Grey is brave, if also reckless, and puts his friends in harm’s way again and again, never seeming to learn from his mistakes.
The pace of this book is fast with a chase right at the beginning and continuing in this vein with exciting adventures and escapades: chases, gang fights and action sequences involving superheroes (both with and without powers and tech gadgets), spying, criminology and detective work, a kidnap plot, an evil and possibly insane enhanced arch-villain with an army full of alien henchmen, a thrilling escape through a cave system and since they are young adults at college, there is even some social and emotional awkwardness between Grey and a girl called Sky Diamond.
I would recommend this book to anyone who likes a good coming of age, action-packed school story with superheroes, aliens and a main character whose personality develops for the better and matures through his story arc. I loved how this book is filled with tongue in cheek humour and positive messages.

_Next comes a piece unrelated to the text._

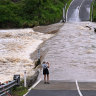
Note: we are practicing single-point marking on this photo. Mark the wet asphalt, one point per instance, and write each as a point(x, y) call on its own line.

Welcome to the Justice Academy – the galaxy’s best superhero college! Teen grifter Grey arrives at the school carrying a lie: he isn’t really tech heir Mirabor Gravane. At the first opportunity Grey plans to leave the Academy. That is until he makes the mistake of starting to like his fellow students. The Justice Academy promises to “equip you with the skills to be the hero the galaxy needs” and Grey is beginning to believe the hype. But as he takes more risks to protect his secret, events spiral out of his control. When the real Gravane is kidnapped, Grey and his new friends must come together to mount a rescue and defend a city from an attack by hostile super-powered aliens. If he is to succeed, or even survive, Grey must decide who he is, and does he want to be a superhero?